I've been thinking about that 1937 UConn team, and the thirty1 or so that came before it, because like this year's UConn team, they had no postseason to play for. The NIT wasn't founded until 1938 and the NCAA tournament didn't start until the year after. Even once they did exist, they were small, the six-team NIT and eight-team NCAA brackets meant that only a small sliver of teams could play for any sort of postseason title, and UConn didn't play in its first postseason game until losing to Holy Cross in the 1951 NCAA tournament.
Through the end of that 1937 season, teams representing UConn won 200 games. They lost 195. Some seasons, like a 15-4 campaign including two wins over rival Rhode Island in 1921-22 were probably great.
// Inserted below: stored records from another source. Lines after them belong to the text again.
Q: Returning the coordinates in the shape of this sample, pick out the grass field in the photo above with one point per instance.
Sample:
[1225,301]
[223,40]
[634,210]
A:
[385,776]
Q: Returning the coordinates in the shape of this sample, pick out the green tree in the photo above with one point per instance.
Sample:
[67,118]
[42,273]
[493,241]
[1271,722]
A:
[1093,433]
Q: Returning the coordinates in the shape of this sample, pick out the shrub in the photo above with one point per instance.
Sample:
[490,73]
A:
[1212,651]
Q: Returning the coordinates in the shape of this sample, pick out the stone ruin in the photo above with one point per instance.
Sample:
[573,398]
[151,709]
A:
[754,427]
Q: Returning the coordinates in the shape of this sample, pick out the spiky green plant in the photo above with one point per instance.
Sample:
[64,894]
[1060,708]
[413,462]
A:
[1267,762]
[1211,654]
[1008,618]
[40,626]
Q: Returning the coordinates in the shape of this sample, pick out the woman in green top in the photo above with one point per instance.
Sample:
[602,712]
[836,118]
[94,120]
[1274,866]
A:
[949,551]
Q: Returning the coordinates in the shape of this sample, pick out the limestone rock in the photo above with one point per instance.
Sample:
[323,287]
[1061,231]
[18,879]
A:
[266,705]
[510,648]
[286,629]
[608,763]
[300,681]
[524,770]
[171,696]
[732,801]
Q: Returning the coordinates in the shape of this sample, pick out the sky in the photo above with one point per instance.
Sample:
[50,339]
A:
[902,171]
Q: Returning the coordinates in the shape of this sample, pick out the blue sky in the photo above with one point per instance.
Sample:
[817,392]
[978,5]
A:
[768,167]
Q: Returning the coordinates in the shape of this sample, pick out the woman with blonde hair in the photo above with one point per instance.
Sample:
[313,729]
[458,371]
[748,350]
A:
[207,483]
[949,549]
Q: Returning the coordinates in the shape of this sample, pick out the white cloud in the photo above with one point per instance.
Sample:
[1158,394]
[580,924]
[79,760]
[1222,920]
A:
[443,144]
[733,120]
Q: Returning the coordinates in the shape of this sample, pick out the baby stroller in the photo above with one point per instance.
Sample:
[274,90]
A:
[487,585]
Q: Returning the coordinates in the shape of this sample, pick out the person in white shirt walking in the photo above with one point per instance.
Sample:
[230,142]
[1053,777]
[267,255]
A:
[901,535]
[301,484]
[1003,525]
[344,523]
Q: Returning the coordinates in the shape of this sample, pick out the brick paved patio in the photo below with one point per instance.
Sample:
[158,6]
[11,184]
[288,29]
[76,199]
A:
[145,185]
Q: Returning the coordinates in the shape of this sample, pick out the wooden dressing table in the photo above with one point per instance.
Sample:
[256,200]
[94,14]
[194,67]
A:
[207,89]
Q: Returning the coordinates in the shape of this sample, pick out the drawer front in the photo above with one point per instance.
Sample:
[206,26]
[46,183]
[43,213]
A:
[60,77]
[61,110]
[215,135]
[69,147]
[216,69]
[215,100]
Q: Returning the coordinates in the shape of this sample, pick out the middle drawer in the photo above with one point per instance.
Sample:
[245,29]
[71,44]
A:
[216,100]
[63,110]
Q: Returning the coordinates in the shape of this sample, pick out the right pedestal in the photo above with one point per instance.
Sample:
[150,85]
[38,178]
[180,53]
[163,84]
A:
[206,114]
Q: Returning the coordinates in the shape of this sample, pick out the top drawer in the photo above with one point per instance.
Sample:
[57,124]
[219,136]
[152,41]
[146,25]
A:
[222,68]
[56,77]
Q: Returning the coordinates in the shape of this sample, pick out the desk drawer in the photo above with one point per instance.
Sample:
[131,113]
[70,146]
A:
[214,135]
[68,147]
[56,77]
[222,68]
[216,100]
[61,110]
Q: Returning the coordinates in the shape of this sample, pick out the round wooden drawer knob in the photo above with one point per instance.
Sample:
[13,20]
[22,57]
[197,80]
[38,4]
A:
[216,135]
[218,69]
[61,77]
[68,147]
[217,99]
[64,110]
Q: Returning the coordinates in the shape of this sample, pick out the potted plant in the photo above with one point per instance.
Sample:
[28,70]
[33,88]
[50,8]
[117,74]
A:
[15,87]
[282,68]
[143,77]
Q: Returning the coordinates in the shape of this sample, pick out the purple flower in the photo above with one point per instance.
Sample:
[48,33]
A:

Others are probably better lost to history, like the 1-8 season of 1918-19 (The one win? A 46-27 stomping of Boston College. Naturally.) But good or bad, there were 395 games played for a farm school in eastern Connecticut without the chance to go to anything like what we'd consider a postseason.
UConn lists the team's record in 1937 as 11-7, but that's a bit misleading, because the last game of the year wasn't against another school, but rather against alumni. The Huskies didn't play a rival. They played.... other Huskies. The team won that game in '37, avenging a loss the previous year, but when it was over it was over. Everyone went home. Finish up your classes, have a nice summer and all that.
1 It's tough to get an actual count for a variety of reasons. Do you count the 1900-01 squad that only played one game? How about the teams from 1910-1913 which played under the name Connecticut Agricultural College, but were actually club teams that didn't feature students and didn't play other colleges?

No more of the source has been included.